Advertising giant WPP is set to cut around 3,500 jobs worldwide and shut or merge almost 200 offices as part of a radical restructuring plan, announced today during a lengthy presentation for investors. The group has had a tumultuous year which has included the departure of founder and chief executive Sir Martin Sorrell, who resigned following accusations of improper conduct and misuse of company resources.
The restructuring, which will cost the firm £300m over the next three years to carry out, will see WPP close 80 offices globally and combine operations of a further 100 in slower markets. The company currently boasts more than 3,000 offices in 112 countries, with 400 ad businesses operating under its umbrella. The job losses represent around 2.6 per cent of the group’s current workforce of 134,000, and with plans announced to refocus on its roots, the firm also plans to hire 1,000 creative staff, reducing net job losses to around 2,500.
“What we hear from clients is very consistent: they want our creativity, and they want us to help them transform their business in a world reshaped by technology. This is at the heart of what we do,” said Mark Read, chief executive of WPP. “We are fundamentally repositioning WPP as a creative transformation company with a simpler offer that allows us to meet the present and future needs of clients. This more contemporary proposition has already helped us to win new business, including Volkswagen’s creative account in North America.

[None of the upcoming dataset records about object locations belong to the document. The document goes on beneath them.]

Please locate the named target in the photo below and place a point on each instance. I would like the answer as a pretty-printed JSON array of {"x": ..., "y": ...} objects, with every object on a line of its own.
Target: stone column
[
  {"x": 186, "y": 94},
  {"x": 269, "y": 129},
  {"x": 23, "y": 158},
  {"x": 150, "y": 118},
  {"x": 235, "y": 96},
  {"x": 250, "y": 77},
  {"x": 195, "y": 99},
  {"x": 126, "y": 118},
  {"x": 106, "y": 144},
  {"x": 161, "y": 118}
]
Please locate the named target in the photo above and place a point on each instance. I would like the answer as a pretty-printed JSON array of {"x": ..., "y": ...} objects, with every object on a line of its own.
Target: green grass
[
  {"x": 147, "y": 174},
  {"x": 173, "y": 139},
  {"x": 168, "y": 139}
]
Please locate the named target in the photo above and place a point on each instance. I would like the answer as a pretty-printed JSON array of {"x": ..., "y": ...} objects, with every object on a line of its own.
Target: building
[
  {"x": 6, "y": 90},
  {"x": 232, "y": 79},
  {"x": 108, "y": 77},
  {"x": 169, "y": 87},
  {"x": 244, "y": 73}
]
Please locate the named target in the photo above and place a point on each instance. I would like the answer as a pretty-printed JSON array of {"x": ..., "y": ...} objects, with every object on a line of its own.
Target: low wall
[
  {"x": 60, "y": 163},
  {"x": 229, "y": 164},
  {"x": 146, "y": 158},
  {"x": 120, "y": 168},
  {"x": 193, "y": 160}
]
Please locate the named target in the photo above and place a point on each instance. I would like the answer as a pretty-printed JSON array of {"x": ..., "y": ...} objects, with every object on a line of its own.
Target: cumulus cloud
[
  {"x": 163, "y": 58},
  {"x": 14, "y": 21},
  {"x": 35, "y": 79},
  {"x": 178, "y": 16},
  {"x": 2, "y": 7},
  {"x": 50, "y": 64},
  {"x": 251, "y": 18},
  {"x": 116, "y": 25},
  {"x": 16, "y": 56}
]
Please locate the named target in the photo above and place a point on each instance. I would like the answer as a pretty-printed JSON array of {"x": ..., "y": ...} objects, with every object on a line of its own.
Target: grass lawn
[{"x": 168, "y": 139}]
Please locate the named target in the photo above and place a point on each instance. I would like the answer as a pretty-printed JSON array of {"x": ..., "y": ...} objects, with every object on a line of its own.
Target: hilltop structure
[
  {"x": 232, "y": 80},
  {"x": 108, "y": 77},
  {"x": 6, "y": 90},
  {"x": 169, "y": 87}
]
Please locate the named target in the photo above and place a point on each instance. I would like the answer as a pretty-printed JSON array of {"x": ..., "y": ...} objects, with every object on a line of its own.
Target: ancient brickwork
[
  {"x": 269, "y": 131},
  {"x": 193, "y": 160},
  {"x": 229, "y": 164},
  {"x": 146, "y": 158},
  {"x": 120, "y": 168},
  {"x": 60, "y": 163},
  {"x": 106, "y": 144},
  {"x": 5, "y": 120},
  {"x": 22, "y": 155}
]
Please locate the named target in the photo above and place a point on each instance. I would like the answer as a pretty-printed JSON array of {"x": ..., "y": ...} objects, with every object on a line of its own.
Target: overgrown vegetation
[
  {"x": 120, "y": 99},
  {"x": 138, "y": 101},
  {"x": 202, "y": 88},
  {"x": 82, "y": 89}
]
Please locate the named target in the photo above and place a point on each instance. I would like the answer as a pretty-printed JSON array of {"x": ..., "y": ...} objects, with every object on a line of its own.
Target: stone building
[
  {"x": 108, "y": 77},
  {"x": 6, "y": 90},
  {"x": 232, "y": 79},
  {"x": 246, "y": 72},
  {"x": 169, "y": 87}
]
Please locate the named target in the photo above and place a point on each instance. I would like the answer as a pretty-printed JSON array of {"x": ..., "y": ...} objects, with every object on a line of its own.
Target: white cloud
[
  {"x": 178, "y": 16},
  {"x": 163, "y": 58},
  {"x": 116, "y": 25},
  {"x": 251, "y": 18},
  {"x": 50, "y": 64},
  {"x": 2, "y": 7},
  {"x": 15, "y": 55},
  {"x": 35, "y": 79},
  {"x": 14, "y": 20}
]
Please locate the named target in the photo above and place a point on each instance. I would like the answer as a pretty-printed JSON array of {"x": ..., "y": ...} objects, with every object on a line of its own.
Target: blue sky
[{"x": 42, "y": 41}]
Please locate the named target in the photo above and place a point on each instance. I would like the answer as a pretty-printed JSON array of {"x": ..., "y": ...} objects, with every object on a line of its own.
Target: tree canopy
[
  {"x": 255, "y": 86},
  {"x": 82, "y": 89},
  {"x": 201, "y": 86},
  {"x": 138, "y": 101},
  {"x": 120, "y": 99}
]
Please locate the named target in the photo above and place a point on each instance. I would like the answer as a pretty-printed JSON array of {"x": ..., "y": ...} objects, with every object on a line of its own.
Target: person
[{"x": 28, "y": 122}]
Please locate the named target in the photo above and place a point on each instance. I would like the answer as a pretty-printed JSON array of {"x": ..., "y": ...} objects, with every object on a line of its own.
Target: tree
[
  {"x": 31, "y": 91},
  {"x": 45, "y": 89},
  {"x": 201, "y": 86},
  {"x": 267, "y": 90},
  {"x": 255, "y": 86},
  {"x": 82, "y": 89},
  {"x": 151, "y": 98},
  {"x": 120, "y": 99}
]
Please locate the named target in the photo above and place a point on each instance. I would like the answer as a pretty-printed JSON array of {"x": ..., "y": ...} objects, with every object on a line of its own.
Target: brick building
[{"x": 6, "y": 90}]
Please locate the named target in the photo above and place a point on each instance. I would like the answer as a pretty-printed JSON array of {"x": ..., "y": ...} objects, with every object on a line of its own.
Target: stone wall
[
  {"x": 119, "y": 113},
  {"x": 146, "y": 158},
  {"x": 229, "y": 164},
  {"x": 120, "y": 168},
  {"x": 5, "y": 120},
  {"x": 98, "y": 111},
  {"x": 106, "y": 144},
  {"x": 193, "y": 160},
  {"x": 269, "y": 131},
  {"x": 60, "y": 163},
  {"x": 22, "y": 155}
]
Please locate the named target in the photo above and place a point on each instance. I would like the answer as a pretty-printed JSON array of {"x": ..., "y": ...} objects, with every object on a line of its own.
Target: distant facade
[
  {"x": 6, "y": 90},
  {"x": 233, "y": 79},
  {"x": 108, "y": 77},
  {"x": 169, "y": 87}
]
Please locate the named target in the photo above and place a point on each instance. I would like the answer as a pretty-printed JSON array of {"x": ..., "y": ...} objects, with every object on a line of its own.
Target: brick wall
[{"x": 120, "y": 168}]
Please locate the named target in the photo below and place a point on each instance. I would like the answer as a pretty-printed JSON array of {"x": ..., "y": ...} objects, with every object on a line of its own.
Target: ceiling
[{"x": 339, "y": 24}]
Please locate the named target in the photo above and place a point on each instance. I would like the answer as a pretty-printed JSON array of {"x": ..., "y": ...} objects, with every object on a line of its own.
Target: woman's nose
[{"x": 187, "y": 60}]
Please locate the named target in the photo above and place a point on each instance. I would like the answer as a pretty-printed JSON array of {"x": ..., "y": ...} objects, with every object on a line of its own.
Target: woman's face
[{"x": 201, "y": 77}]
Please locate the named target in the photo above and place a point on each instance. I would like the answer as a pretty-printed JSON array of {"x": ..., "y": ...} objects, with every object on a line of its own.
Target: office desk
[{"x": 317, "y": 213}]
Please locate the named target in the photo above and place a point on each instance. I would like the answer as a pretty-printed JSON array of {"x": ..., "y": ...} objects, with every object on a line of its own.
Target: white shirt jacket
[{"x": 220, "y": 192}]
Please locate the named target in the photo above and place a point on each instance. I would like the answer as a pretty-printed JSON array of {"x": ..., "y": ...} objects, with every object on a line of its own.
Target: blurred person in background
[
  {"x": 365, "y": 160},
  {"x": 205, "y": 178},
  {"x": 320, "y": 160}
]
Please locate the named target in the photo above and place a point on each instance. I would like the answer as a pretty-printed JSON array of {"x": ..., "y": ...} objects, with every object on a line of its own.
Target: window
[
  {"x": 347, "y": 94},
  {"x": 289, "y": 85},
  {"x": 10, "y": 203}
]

“The restructuring of our business will enable increased investment in creativity, technology and talent, enhancing our capabilities in the categories with the greatest potential for future growth. As well as improving our offer and creating opportunities for clients, this investment will drive sustainable, profitable growth for our shareholders. We describe our approach as ‘radical evolution’: radical because we are taking decisive action and implementing major change; evolution because we will achieve this while respecting the things that make WPP the great company it is today.”
According to WPP, the changes will ultimately save the group £275m a year by the end of 2021, half of which will be reinvested in the business. In reaction to the news and an upgrade to the company’s full-year sales guidance, WPP’s share price rose more than six per cent, although some city analysts reportedly remain sceptical. In October, WPP lost around 20 per cent of its market value after missing its forecast of third-quarter sales and downgrading its full-year guidance.
At the end of November, WPP announced that one of its largest and oldest agencies, J. Walter Thompson (JWT) was merging with digital specialists Wunderman in an effort to simplify its business. Read had previously said that the group had become “unwieldy with too much duplication”, while clients had reportedly criticised WPP as becoming difficult to do business with due to the sheer scale of the firm.